The theme of this year’s International Women’s Day is #Balanceforbetter.

But what is ‘better’? What does ‘balanced’ mean? And how might this be relevant to the RSPB and to you?


The implication of this year’s IWD theme is that a) there is currently an imbalance in the world and b) a gender balanced world is ‘better’. A simple enough premise. But is this true, and what are we talking about exactly?


According to dictionary definitions, ‘balance’ = ‘an even distribution of weight enabling someone or something to remain upright and steady’, and ‘better’ = ‘more desirable, satisfactory or effective’.


Out of balance

Using this first definition it is clear that the natural environment is currently severely out of balance. From increasingly destructive climate change-related severe weather across the globe to microbeads, lack of balance is negatively impacting not only ecosystems, but the health and wellbeing of human society. In environmental terms, you could argue that balance is not only ‘more desirable, satisfactory and effective’ but that remaining ‘upright and steady’ is the very essence of the definition of sustainability and what we are trying to achieve.


But how does this relate to the topic of International Women’s Day — gender and our own balance?


Research

We know from our own research that there are imbalances within our workforce. We don’t currently reflect the diversity of the UK population and although we have a good overall gender balance, there are imbalances in pay and in representation in parts of our organisation.
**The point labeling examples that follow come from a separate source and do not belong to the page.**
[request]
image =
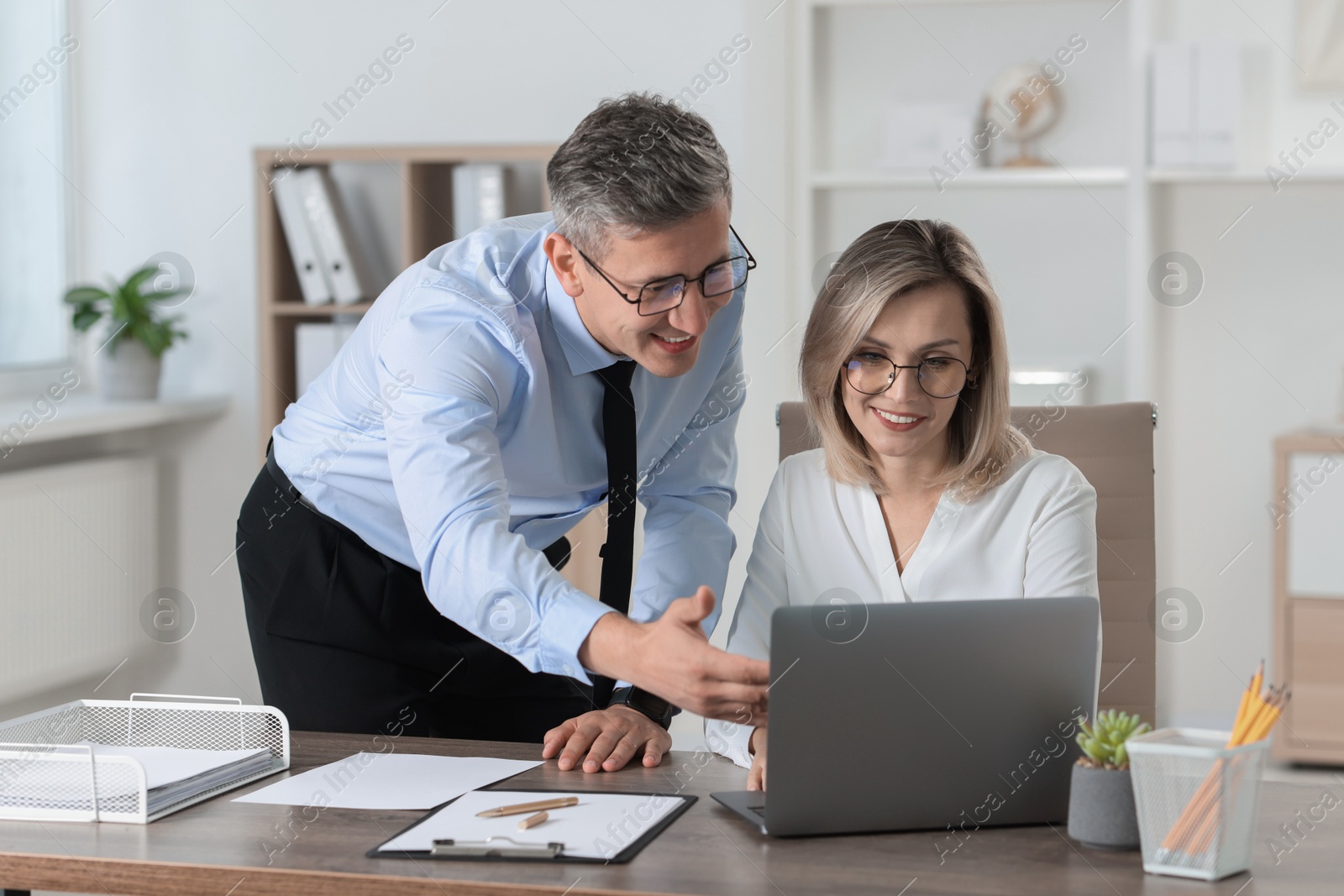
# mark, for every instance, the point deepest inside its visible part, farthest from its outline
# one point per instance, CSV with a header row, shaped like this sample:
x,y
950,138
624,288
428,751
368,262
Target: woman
x,y
921,490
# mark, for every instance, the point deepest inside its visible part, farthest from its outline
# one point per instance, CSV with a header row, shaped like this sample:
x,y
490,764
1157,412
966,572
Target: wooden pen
x,y
534,806
533,821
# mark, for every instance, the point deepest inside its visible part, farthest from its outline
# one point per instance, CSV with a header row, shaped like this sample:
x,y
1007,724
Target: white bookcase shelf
x,y
974,177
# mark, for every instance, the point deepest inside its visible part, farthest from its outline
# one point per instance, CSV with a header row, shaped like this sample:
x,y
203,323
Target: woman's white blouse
x,y
1030,537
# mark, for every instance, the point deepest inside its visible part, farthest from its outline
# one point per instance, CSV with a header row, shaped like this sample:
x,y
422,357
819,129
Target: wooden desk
x,y
219,848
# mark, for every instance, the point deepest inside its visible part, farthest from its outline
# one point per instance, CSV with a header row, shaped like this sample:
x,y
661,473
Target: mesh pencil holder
x,y
1196,801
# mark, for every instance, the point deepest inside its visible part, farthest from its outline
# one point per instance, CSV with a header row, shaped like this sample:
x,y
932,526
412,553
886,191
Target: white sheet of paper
x,y
387,781
600,826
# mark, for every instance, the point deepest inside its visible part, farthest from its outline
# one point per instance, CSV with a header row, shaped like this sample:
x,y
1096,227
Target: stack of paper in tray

The evidence cited in our own Equality and Diversity workforce review also tells us that redressing these imbalances is essential to our future. More balanced organisations are ‘better’ at problem-solving and innovation, able to flex to change, attract talent and grow support amongst more customers, supporters and decision-makers than less balanced ones.


So the evidence supports the premise that balance is better for both the environment and organisations, but what does better organisational balance look like?


Well for a start it means greater visibility of women in traditionally ‘male’ roles.


Georgina’s story

Over to Georgina Bray, the RSPB’s first female Farm Manager.


“Working in the farming and conservation sector, I often find myself standing in a male dominated field, both literally and metaphorically! I find it so refreshing, though, that although outnumbered, women aren’t dominated in mentality by men. Whilst it will be a few years yet before women are found in equal number to men in my line of work, the fact that opinions are treated as equal and with respect, regardless of gender, is a big thing for me.


Occasionally I might be questioned about being a young lady seconded to a farm manager role, which can be difficult and takes thick skin and a good reply to change opinion.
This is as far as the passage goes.